Eventually all the leaves turn brown…
…and at the end of a late September day – if you’re lucky – you witness a blaze of gold in a grocery store parking lot…
Except for the errant March (or April!) snow storm that rears its ugly head here in the US northeast, Spring changes my world from black and white to Color. Remember the scene in The Wizard of Oz? Almost like that.
The dull grays and browns and monochromes begin to fade. Colors start appearing in the tiniest of places. Since I’ve dived into macro photography, I am noticing these hidden gems.
Once Spring bursts onto the landscape full time, technicolor takes over…including my favorites…
And let’s not forget the gardeners among us…who look forward to the long awaited beginning of the growing season.
It’s the time of year to carefully nurture life…from seed to plant. And once the harvest arrives…a welcome addition to the dinner table.
“We often take for granted the very things that most deserve our gratitude.” – Cynthia Ozick
Up until 2020, summer was a fairly predictable time of year. I could plan trips and get togethers with friends and family…without a second thought. Including return visits to favorite summer festivals and fairs.
I painfully realize now how much I took all of that for granted…thinking oh we can come back next summer…when the 2019 schedule got crowded. This summer…it’s all cancelled.
I actually look forward to the seasonal chore of storing away sweaters, hats and mittens.

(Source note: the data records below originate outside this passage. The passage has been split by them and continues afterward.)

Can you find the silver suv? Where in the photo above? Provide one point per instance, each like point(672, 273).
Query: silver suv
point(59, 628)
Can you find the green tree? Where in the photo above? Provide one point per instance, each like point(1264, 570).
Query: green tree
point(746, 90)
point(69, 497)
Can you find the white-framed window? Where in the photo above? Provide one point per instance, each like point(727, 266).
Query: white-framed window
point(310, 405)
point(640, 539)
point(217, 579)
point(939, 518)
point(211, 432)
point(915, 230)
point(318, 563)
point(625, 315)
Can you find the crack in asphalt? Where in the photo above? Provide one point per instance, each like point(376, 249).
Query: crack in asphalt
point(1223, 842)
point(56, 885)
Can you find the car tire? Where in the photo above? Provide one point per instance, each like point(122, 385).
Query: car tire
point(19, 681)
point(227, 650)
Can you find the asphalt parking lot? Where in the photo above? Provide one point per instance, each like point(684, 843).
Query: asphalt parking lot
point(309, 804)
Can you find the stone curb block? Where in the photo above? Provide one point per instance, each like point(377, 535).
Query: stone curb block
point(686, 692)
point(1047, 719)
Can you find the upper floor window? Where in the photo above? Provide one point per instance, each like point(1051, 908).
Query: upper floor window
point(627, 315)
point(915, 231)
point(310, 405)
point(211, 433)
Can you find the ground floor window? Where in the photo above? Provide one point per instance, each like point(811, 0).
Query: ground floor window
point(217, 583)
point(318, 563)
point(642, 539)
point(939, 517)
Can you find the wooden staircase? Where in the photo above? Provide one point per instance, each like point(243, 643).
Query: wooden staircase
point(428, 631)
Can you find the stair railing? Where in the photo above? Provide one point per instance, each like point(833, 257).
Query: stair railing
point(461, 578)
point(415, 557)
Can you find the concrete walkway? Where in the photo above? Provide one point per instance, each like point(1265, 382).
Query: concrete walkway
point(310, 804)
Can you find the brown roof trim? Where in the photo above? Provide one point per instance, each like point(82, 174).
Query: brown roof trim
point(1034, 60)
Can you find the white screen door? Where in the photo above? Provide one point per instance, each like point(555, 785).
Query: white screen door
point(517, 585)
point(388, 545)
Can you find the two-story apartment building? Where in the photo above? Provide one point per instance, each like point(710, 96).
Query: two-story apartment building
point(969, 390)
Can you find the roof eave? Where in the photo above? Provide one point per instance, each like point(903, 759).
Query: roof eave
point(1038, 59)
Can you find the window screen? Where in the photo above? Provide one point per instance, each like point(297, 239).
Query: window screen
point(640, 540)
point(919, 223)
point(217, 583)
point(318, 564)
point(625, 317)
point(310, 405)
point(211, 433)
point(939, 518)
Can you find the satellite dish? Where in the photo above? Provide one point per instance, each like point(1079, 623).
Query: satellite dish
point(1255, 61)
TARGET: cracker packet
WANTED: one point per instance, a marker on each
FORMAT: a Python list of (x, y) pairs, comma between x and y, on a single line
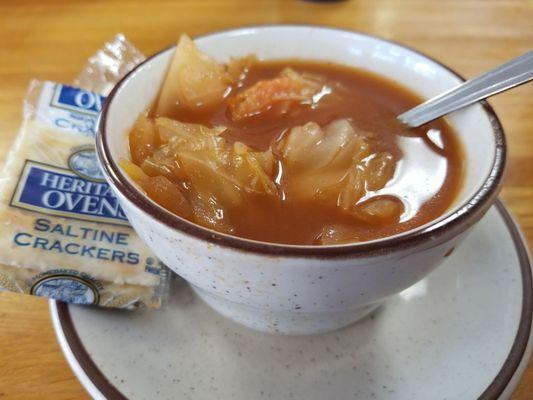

And then dragging out the “summer clothes” from a high closet shelf. Pulling out shorts, T-shirts and sandals. Ready For Summer.
Well, I can still switch the clothes around…but that’s about it.
However…thinking back on life “before”…
During my earlier days of parenthood, summer always included extra family time together with my children. Camera always in hand.
Nothing fancy. Sometimes just day trips…
For over 20 years we established a family tradition. A week away…to connect and just enjoy each other. Most vacations were only a 90 minute drive to a special place on Lake Winnipesaukee in New Hampshire. The last 2 were cross country on the California coast.
Fast forward about 17 years…and summer included the next generation…
During the 36+ years we lived in a house with a yard, we delighted in beds of flowers that exploded into life every summer.
One of our favorites: black eyed susans…
We have continued one summertime activity through the years, despite moving to a condo and emptying the nest. Picking fresh blueberries! They are amazing when eaten within hours (or days) of being picked.
One of our neighbors, where we used to live, let us pick from his carefully tended bushes. Now we visit a local farm that has a “pick your own” field of blueberry bushes. Fortunately you can still do this during a pandemic by following the posted rules: Wear a Mask and Social Distance.
I am often surprised when I transfer the photos from my camera card to my laptop. The images I remember from clicking away do not always coincide with the actual results. Sometimes this is disappointing, but often I am pleasantly surprised…sort of like that excitement on Christmas morning as a child. Or opening the mystery treasure box with a special key in the gift shop at a local restaurant after dinner.
When I took the following photo, I focused on the lamp’s reflection in the window, but the resulting image morphed into the trees instead.
I actually like this one better than what I originally had in mind.
Then there was the rain pounding on our living room windows early one evening last week.
I thought I was standing far enough to the side to avoid my own reflection. In the camera’s viewfinder it looked like I was. However…
I had to look twice, but…there it was. Do you see it?
And last but not least…
During a quick dash down the frozen food aisle of a local grocery store, I glanced up…and ahead of me…on display at the end of an extensive beer display…
Since this discovery, I have seen the beer bear (now wearing a mask) also promoting chips, crackers and boxes of cookies.